Looking to once again take back momentum, King’s Academy did so with a play that had been in Lavorato’s back pocket all year, a gutsy double reverse call on third-and-7 that Short took 70 yards up the near sideline. A 24-yard kick return by Meredith and 20-yard pass from Jordan Malashus to Devon Malashus led to another three-yard Meredith touchdown, and though the Knights would run five minutes off the clock on their next drive, consecutive holding penalties put them in no-man’s land.

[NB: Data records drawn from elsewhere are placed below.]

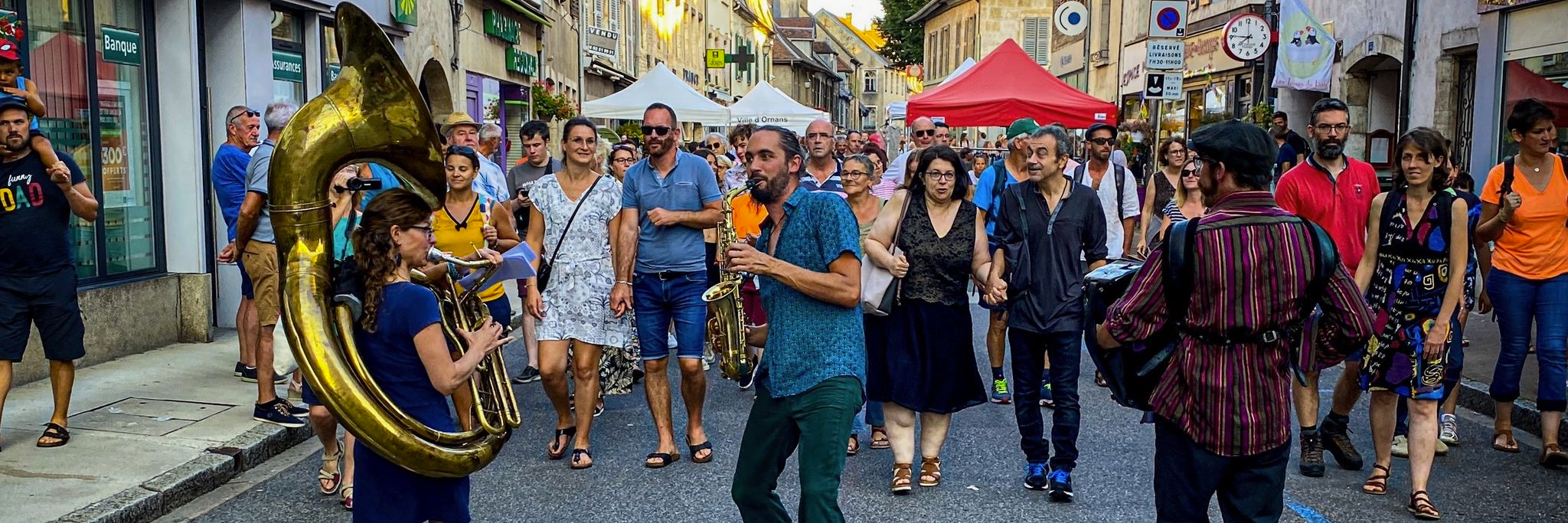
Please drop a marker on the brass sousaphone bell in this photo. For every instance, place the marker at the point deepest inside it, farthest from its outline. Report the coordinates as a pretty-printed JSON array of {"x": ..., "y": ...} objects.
[{"x": 372, "y": 112}]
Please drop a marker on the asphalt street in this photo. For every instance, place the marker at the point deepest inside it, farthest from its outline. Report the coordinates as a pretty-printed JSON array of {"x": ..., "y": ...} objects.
[{"x": 982, "y": 473}]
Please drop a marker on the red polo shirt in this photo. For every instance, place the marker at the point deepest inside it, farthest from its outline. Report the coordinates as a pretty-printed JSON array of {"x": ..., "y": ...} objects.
[{"x": 1336, "y": 204}]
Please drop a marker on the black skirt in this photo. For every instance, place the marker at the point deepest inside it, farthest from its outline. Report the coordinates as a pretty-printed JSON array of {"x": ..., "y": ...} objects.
[{"x": 921, "y": 357}]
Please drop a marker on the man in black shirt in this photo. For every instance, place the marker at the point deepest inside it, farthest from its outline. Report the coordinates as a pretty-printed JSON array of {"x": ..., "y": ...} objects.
[
  {"x": 38, "y": 275},
  {"x": 1041, "y": 231}
]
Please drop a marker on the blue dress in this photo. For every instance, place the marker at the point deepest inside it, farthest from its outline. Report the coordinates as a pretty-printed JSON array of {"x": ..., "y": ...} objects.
[{"x": 384, "y": 492}]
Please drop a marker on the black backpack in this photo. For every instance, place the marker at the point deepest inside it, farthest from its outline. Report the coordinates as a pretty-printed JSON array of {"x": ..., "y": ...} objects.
[{"x": 1132, "y": 374}]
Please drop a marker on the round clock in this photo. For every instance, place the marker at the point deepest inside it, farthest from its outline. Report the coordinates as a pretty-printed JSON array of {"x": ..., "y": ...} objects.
[{"x": 1247, "y": 37}]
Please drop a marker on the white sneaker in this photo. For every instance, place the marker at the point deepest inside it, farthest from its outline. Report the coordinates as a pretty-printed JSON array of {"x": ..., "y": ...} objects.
[
  {"x": 1451, "y": 431},
  {"x": 1400, "y": 446}
]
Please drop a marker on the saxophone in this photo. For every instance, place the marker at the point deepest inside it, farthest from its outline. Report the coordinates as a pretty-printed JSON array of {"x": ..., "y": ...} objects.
[{"x": 727, "y": 324}]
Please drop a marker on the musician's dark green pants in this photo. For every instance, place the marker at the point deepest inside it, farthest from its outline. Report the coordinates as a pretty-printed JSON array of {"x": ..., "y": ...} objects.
[{"x": 818, "y": 421}]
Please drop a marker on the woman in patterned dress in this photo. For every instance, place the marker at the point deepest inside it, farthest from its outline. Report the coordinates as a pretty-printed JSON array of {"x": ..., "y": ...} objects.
[
  {"x": 1412, "y": 273},
  {"x": 574, "y": 227}
]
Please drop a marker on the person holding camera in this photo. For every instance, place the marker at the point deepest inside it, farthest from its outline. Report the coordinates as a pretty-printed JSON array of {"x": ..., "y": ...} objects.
[{"x": 1253, "y": 269}]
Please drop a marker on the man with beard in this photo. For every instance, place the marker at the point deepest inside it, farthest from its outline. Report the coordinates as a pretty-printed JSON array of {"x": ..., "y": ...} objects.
[
  {"x": 1048, "y": 321},
  {"x": 668, "y": 198},
  {"x": 809, "y": 381},
  {"x": 1334, "y": 192},
  {"x": 1222, "y": 424},
  {"x": 822, "y": 167},
  {"x": 1119, "y": 195},
  {"x": 38, "y": 273},
  {"x": 924, "y": 132}
]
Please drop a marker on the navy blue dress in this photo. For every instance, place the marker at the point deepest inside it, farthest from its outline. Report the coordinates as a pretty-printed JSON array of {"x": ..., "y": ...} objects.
[{"x": 384, "y": 492}]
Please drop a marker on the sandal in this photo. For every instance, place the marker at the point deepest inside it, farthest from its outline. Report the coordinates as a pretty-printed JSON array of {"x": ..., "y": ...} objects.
[
  {"x": 930, "y": 467},
  {"x": 1509, "y": 443},
  {"x": 57, "y": 433},
  {"x": 902, "y": 479},
  {"x": 1377, "y": 484},
  {"x": 880, "y": 439},
  {"x": 559, "y": 451},
  {"x": 1421, "y": 506},
  {"x": 577, "y": 456},
  {"x": 700, "y": 448},
  {"x": 330, "y": 476},
  {"x": 664, "y": 459}
]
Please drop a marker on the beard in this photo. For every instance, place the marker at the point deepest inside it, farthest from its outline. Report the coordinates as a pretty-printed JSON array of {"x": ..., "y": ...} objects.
[{"x": 1331, "y": 148}]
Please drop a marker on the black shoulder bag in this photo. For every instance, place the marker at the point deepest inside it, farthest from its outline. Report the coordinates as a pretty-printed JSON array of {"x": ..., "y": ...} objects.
[{"x": 543, "y": 275}]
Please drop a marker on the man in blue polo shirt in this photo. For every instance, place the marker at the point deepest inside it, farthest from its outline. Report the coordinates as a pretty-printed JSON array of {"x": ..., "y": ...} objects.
[{"x": 667, "y": 201}]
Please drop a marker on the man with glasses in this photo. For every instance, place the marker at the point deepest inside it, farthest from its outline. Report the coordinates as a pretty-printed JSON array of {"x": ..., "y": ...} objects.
[
  {"x": 659, "y": 267},
  {"x": 1051, "y": 224},
  {"x": 254, "y": 240},
  {"x": 924, "y": 132},
  {"x": 1120, "y": 198},
  {"x": 1334, "y": 192},
  {"x": 822, "y": 167},
  {"x": 227, "y": 181}
]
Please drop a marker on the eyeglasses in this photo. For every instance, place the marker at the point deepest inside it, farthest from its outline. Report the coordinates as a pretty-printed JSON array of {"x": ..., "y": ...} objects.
[
  {"x": 245, "y": 113},
  {"x": 1334, "y": 128}
]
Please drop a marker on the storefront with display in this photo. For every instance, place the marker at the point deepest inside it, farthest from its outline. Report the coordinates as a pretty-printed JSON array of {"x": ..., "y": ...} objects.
[{"x": 1529, "y": 58}]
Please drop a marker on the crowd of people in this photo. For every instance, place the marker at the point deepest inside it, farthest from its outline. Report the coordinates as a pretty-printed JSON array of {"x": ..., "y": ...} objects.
[{"x": 626, "y": 250}]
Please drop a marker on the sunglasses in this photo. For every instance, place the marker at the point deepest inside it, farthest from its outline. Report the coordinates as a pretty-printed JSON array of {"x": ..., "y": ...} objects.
[{"x": 245, "y": 113}]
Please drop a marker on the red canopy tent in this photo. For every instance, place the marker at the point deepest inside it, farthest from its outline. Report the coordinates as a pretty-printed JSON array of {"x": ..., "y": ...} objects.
[{"x": 1007, "y": 85}]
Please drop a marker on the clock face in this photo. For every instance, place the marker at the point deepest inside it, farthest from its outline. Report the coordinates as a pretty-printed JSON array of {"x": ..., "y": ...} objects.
[{"x": 1247, "y": 37}]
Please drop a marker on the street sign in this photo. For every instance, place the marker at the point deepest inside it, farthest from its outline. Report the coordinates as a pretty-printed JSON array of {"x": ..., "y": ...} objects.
[
  {"x": 1167, "y": 19},
  {"x": 1162, "y": 85},
  {"x": 1071, "y": 18},
  {"x": 1167, "y": 54}
]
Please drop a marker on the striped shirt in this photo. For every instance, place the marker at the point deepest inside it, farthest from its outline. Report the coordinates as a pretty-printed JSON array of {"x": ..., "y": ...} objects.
[{"x": 1253, "y": 266}]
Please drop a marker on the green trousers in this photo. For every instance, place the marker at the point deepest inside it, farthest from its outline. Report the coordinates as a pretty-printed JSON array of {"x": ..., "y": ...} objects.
[{"x": 818, "y": 421}]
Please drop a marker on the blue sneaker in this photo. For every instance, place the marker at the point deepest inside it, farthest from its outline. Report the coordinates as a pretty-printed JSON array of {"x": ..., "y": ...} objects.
[
  {"x": 1035, "y": 476},
  {"x": 1060, "y": 485}
]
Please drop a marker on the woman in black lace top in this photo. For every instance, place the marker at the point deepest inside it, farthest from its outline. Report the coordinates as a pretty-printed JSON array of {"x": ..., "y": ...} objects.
[{"x": 921, "y": 357}]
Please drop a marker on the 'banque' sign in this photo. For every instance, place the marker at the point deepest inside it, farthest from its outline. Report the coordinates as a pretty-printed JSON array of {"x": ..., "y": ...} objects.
[{"x": 121, "y": 46}]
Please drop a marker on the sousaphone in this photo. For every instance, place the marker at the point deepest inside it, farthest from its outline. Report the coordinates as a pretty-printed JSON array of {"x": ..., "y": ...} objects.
[{"x": 372, "y": 112}]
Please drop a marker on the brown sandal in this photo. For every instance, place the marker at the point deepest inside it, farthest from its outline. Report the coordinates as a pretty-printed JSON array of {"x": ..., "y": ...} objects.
[
  {"x": 902, "y": 479},
  {"x": 1421, "y": 506},
  {"x": 1377, "y": 484},
  {"x": 1509, "y": 443},
  {"x": 930, "y": 467}
]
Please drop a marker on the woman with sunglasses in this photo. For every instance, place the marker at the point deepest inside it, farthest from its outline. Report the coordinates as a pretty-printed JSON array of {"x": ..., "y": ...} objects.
[
  {"x": 1161, "y": 189},
  {"x": 920, "y": 357},
  {"x": 576, "y": 221},
  {"x": 402, "y": 345},
  {"x": 1187, "y": 203}
]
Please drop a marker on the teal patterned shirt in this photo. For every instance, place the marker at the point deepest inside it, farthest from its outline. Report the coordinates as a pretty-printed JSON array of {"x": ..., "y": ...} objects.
[{"x": 809, "y": 342}]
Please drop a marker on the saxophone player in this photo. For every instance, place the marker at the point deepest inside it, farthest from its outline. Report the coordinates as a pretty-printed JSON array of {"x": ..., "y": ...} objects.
[{"x": 809, "y": 381}]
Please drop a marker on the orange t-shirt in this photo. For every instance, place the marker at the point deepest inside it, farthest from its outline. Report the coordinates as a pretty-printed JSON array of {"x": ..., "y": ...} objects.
[{"x": 1534, "y": 245}]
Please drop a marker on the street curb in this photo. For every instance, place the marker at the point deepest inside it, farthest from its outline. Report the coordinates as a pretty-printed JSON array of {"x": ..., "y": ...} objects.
[
  {"x": 1526, "y": 417},
  {"x": 206, "y": 473}
]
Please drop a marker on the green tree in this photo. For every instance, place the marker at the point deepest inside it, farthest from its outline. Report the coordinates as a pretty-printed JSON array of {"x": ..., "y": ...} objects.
[{"x": 905, "y": 41}]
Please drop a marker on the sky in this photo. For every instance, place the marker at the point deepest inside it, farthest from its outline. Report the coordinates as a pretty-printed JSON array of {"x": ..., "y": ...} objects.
[{"x": 863, "y": 10}]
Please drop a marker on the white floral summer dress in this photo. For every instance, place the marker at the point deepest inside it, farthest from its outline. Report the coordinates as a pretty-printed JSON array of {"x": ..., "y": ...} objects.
[{"x": 577, "y": 299}]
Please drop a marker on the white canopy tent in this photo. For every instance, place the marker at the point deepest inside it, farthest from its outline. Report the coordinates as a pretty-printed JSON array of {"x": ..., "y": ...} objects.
[
  {"x": 658, "y": 85},
  {"x": 767, "y": 106}
]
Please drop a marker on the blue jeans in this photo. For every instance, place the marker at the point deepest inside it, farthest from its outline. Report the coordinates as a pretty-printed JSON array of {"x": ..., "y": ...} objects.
[
  {"x": 1029, "y": 349},
  {"x": 658, "y": 302},
  {"x": 1521, "y": 302}
]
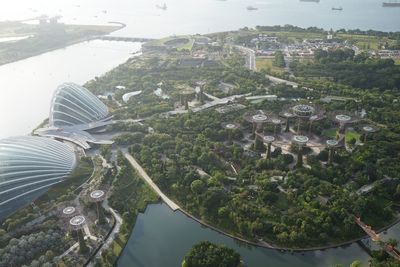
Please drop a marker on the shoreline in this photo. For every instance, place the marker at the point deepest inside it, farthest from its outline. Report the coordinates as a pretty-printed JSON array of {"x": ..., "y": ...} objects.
[
  {"x": 285, "y": 249},
  {"x": 176, "y": 207}
]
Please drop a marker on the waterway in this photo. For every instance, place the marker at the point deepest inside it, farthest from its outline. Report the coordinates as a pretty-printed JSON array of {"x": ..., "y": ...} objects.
[
  {"x": 144, "y": 19},
  {"x": 160, "y": 236},
  {"x": 26, "y": 86}
]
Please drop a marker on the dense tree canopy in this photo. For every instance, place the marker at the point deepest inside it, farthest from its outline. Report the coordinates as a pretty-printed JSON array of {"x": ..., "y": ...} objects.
[{"x": 206, "y": 254}]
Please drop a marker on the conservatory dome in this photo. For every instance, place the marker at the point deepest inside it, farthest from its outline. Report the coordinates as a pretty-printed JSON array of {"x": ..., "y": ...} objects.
[
  {"x": 28, "y": 166},
  {"x": 73, "y": 105}
]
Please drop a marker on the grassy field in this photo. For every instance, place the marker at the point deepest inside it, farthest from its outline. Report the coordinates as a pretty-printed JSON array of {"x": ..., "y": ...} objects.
[
  {"x": 82, "y": 172},
  {"x": 130, "y": 196},
  {"x": 365, "y": 41},
  {"x": 266, "y": 63},
  {"x": 331, "y": 133},
  {"x": 188, "y": 45},
  {"x": 295, "y": 35}
]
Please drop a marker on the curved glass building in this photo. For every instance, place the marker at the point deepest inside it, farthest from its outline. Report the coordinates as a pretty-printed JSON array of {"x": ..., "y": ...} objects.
[
  {"x": 28, "y": 167},
  {"x": 73, "y": 105}
]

Rather than take a shot at the end zone on fourth-and-25, Lavorato made the unorthodox decision of punting from the Burlingame 28, and his confidence in Sage was quickly rewarded as the punt went out-of-bounds at the 10. Meredith gained 22 on the first play of the drive to get the Panthers out of the doghouse, and they’d cross midfield with a 26-yard Jordan Malashus pass to Will Uhrich, but Short wasn’t going to let them get any further.

Just two plays after the pass to Uhrich, which had allowed the Panthers to convert a second-and-24 after a holding call, Malashus tried to throw once again over the middle, where Short was eagerly awaiting the pass like a center fielder tracking a line drive. The interception, combined with a 34-yard run on a sweep by Paszkeicz for the game-sealing first down, allowed the Knights to maintain their perfect record while Burlingame was left to dwell on mistakes in a similar game to the Panthers’ season-opening loss to Live Oak.

“The big play has really haunted us in our couple of losses,” Philipopoulos said. “We felt like we played well enough to win, but we made just enough mistakes to lose. To be honest, it’s a Monday-to-Thursday issue, not a Friday night issue. We need to practice faster and better.”